The 2010 Gaza Freedom Flotilla was a small fleet of ships by the Free Gaza Movement and the Turkish Foundation for Human Rights and Freedoms and Humanitarian Relief (İHH). The Flotilla mission to Gaza had the explicit goal of carrying humanitarian aid and construction materials with the intention of breaking the Israeli blockade of the Gaza Strip. In typical circumstances, aid is first brought to Israel to be inspected and then transferred to Gaza.

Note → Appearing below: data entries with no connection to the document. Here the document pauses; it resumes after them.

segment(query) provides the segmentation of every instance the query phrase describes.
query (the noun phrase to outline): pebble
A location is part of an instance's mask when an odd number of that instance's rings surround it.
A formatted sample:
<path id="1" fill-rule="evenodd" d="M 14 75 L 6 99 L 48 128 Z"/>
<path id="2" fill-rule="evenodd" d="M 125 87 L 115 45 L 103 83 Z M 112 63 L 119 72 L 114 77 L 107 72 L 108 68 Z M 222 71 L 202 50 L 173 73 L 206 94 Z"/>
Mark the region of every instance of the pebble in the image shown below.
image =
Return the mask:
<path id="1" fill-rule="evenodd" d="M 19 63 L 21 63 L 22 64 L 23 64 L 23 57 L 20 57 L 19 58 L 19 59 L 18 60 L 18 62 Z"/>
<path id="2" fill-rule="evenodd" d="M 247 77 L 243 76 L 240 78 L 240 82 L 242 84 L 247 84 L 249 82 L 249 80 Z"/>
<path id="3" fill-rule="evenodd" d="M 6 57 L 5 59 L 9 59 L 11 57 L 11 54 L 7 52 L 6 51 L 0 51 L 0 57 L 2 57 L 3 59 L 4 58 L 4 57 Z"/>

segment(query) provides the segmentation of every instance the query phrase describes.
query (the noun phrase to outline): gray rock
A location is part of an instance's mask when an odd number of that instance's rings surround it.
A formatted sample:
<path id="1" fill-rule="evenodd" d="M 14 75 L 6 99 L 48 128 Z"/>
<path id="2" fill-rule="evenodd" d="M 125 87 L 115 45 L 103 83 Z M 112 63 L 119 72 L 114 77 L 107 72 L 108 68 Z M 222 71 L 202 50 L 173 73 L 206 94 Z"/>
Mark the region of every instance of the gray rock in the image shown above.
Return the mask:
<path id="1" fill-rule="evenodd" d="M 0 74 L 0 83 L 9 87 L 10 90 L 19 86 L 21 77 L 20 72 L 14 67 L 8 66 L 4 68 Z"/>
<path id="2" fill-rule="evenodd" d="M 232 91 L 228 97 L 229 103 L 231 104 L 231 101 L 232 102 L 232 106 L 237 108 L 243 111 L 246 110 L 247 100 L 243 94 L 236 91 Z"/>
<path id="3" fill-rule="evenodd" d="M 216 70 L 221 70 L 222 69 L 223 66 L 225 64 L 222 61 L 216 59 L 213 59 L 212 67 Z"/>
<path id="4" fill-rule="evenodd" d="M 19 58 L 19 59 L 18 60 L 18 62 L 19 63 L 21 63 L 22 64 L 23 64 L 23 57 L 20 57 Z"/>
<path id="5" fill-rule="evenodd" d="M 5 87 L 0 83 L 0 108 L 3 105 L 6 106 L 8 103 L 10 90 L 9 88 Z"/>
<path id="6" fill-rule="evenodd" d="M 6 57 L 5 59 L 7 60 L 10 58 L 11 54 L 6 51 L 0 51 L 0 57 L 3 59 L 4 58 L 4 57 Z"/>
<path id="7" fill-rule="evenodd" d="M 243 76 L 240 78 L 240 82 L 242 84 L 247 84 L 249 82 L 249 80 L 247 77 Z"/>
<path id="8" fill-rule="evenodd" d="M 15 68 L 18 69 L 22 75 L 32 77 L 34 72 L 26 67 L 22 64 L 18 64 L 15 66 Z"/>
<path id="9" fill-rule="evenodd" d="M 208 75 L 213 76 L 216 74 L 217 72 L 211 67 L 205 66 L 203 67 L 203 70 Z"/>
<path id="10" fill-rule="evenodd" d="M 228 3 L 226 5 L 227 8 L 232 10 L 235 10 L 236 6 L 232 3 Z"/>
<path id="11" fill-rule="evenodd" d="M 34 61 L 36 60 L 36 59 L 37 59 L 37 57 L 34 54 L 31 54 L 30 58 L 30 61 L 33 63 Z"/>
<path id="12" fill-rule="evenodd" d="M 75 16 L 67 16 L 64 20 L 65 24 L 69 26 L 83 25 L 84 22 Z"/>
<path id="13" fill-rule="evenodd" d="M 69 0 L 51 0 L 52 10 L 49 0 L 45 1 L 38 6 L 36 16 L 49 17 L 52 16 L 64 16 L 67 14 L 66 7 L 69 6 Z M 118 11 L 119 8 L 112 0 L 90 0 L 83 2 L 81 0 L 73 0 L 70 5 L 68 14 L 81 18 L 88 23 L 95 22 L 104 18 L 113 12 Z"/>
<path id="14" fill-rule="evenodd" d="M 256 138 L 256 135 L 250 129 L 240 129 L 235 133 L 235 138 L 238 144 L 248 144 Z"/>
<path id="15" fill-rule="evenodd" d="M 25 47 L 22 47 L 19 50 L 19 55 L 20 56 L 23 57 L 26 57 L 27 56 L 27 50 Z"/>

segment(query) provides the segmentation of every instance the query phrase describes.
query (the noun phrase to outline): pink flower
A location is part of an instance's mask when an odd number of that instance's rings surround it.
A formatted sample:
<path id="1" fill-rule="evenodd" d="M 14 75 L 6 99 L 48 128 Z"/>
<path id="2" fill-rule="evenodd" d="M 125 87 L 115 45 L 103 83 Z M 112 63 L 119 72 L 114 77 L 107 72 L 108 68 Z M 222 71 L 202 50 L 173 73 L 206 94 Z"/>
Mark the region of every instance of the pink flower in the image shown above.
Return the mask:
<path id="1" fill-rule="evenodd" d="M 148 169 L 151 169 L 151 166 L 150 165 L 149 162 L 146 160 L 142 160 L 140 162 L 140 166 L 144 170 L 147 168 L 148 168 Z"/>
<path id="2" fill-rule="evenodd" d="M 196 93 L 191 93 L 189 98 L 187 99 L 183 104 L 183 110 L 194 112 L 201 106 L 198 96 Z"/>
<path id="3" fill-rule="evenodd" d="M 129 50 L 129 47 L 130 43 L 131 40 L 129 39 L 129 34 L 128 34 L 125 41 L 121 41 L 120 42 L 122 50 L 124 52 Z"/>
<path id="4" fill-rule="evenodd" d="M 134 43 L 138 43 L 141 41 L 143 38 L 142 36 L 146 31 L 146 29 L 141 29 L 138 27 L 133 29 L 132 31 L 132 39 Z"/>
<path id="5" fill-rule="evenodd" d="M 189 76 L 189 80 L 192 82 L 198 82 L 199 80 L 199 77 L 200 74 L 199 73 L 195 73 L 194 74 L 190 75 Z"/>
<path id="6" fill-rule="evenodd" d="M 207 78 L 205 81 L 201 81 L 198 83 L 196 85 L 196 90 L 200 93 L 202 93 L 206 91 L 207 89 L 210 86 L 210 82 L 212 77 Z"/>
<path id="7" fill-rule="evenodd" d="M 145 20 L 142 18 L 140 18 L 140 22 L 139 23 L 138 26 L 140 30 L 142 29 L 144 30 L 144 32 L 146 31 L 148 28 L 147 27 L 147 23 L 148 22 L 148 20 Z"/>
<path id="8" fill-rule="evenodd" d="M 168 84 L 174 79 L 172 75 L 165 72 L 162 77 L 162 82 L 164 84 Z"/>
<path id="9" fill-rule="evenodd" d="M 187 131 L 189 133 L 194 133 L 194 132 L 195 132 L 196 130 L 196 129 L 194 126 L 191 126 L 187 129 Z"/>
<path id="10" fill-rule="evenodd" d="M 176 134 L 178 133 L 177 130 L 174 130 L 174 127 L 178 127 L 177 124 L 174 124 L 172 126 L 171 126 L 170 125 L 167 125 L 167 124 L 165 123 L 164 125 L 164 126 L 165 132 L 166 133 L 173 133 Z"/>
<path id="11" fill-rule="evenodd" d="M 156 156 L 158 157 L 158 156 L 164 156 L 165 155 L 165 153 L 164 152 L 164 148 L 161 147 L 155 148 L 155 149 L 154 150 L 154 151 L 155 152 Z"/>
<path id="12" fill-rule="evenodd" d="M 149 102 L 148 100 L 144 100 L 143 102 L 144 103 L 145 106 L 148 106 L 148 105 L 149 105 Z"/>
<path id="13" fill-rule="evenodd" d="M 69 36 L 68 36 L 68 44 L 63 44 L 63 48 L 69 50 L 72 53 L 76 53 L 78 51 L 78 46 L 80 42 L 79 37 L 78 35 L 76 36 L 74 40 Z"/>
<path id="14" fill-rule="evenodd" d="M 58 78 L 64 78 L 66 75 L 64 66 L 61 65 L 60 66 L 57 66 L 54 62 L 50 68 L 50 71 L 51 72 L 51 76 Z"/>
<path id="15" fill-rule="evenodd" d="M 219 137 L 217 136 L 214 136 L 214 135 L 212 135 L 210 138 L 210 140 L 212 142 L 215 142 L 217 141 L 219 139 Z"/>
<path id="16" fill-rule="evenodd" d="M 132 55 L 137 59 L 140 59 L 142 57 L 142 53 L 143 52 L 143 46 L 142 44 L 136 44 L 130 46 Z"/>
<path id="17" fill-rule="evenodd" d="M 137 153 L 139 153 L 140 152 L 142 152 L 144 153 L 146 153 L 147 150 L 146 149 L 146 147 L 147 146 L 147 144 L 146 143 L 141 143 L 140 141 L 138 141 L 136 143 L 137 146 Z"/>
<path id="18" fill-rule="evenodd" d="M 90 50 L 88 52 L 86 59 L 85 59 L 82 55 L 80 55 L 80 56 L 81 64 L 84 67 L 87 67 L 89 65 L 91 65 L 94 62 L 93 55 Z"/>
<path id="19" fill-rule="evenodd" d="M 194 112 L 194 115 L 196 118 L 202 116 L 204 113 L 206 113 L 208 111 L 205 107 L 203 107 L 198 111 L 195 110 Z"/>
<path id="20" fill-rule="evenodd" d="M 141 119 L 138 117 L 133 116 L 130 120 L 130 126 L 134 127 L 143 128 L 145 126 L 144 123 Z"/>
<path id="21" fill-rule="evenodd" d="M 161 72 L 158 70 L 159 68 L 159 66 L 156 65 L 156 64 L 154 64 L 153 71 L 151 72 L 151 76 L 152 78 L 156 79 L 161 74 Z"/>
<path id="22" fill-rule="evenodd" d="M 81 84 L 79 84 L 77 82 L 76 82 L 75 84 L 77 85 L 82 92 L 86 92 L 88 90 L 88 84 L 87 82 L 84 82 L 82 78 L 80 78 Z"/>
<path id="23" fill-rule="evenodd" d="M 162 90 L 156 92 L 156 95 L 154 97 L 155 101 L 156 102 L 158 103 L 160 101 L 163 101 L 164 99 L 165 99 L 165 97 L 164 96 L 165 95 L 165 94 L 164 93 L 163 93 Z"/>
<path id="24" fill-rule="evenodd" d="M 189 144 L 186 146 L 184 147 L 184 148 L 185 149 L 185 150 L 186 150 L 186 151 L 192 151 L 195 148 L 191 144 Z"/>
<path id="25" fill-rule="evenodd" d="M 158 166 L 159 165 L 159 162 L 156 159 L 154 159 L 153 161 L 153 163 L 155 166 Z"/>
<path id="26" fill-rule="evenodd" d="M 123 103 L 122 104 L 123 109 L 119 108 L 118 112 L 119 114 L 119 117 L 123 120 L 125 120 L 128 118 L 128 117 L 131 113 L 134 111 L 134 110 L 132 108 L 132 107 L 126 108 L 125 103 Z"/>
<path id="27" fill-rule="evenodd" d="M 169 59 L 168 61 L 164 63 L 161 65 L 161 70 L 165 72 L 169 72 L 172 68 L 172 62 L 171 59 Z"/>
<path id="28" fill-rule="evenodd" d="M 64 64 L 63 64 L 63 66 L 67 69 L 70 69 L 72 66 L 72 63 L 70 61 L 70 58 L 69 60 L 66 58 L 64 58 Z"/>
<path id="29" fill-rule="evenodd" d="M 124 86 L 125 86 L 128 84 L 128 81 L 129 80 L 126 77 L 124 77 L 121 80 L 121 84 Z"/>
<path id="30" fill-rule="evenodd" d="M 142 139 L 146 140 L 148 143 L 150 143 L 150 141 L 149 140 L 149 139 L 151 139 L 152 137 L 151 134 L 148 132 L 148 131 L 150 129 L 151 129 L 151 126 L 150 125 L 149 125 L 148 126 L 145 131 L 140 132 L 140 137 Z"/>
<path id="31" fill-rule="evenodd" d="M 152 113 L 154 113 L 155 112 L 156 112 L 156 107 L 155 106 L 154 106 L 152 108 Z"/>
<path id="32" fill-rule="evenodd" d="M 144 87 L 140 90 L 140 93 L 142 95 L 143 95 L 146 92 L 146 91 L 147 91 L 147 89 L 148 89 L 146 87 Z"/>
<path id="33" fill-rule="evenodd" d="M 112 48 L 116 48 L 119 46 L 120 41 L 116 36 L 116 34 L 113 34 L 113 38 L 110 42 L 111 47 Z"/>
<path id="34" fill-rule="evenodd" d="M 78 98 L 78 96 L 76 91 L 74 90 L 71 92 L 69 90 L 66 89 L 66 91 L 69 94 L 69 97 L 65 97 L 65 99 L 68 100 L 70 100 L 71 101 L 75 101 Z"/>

On 31 May 2010, Israeli forces boarded the ships in a raid from speedboats and helicopters. Following resistance on one of the boats, nine activists were killed by Israeli forces. Widespread international condemnation of and reaction to the raid followed, Israel–Turkey relations were strained, and Israel subsequently eased its blockade on the Gaza Strip.

==Overview==
The flotilla was the Free Gaza Movement's ninth attempt to break the naval blockade imposed by Israel on the Gaza Strip. Israel proposed inspecting the cargo at the Port of Ashdod and then delivering non-blockaded goods through land crossings, but this proposal was turned down. Israeli forces then raided and seized the Gaza-bound ships in international waters of the Mediterranean Sea.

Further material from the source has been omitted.